Dans les relations entre les gens, comme entre les nations, l’humiliation peut conduire à des actes insensés, à des guerres inextinguibles.
Il est donc essentiel de ne pas humilier les autres, de les respecter ; et, si l’humiliation a eu lieu, si le contact est rompu, de le renouer, au moins aussi longtemps que l’humilié est encore accessible au dialogue et qu’il n’est pas devenu un ennemi irréductible, que seule la force peut empêcher de nuire.
Ainsi, en 1919, humilier l’Allemagne, par l’imbécile Traité de Versailles, a conduit à la victoire du nazisme, qu’il fallut combattre. De même, en 1995, humilier la Turquie en lui refusant l’entrée dans l’Union Européenne la précipite aujourd’hui dans les bras d’un islamisme pour l’instant encore modéré, et peut en faire un jour un ennemi. De même, après la 2ème guerre du Golfe, démanteler l’armée de Saddam Hussein a conduit des milliers de soldats et d’officiers d’une armée totalement laïque et parfaitement formée, à constituer depuis quelques mois les cadres d’un soi-disant Califat Islamique, prétendant aujourd’hui rassembler tous les musulmans humiliés du monde, dans un combat mortel contre l’Occident. De même encore, entretenir un rapport de force brutal et humiliant entre Israël et la Palestine, maintient les uns dans l’illusion de gagner la guerre et les autres dans celle de nourrir leur désir de détruire l’Etat hébreu.
Enfin, aujourd’hui, humilier la Russie, en prétendant l’isoler du reste du monde, sous prétexte qu’elle n’a pas accepté que les russophones d’Ukraine y soient traités comme des citoyens de seconde zone, peut conduire à en faire un ennemi qu’il faudra un jour combattre. Il est en particulier stupide pour les Polonais de tout faire pour isoler la Russie, comme cela l’avait été pour la France de tout faire pour isoler l’Allemagne dans les années 1920.
Une troisième guerre mondiale serait la conséquence naturelle de la poursuite de cette géopolitique de l’humiliation.

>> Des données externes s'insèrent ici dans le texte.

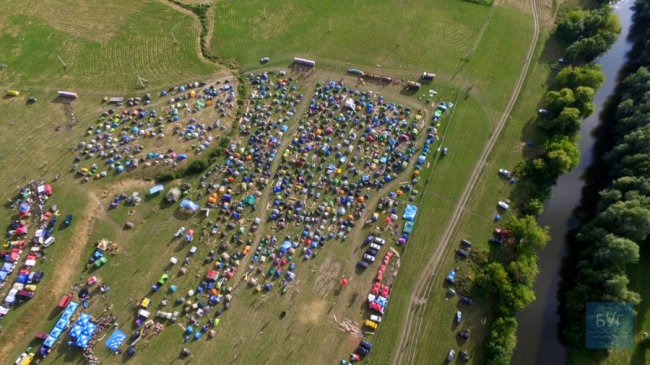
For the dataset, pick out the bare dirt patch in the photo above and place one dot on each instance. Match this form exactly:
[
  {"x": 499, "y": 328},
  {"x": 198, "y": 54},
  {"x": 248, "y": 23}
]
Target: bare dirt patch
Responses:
[
  {"x": 312, "y": 312},
  {"x": 327, "y": 276}
]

On entend déjà, à Washington et à Moscou, s’exprimer les pires points de vue nationalistes, conspirationnistes et bellicistes, qui conduiront au pire, par le simple engrenage de la bêtise et du ressentiment.
Bien des gens, ici ou là, verraient en effet d’un bon œil une tension internationale devenant si forte qu’elle permettrait d’enrayer les terribles engrenages de la crise financière , de donner du travail aux industries de la défense et de spolier en passant les épargnants, par des impôts ou un rééchelonnement de la dette publique, au nom des soi-disant nécessités de la défense de la patrie en danger.
En particulier, les Etats-Unis, éloignés géographiquement des futurs champs de bataille, et qui n’ont presque plus besoin des sources d’énergie du Moyen Orient ou d’Asie centrale, jouent dangereusement avec une telle stratégie, qui peut les aider à dépasser leur crise financière, alors qu’elle serait suicidaire pour les Européens, qui s’y laissent pourtant stupidement entraîner.
Pour que tout cela ne dégénère pas, il est urgent que l’Occident adopte avec les Arabes, les Turcs et les Russes, la même attitude qu’avec l’Allemagne en 1945 : les considérer, ne rompre aucun contact avec eux, les maintenir dans les cercles du pouvoir, leur proposer des projets communs. Et en particulier, avec les Russes, interrompre un boycott qui ne nuit qu’à l’Europe ; et les associer à l’effort de guerre contre un islam radical qu’ils affrontent tous les jours dans le Caucase.
La France pourrait, devrait, oser proposer un tel revirement de doctrine. Encore faudrait-il pour cela qu’elle ait le courage de rompre avec le suivisme des autres Européens, comme elle l’a fait en d’autres occasions, et de prendre la tête d’une géopolitique du respect, même au prix d’une provisoire solitude.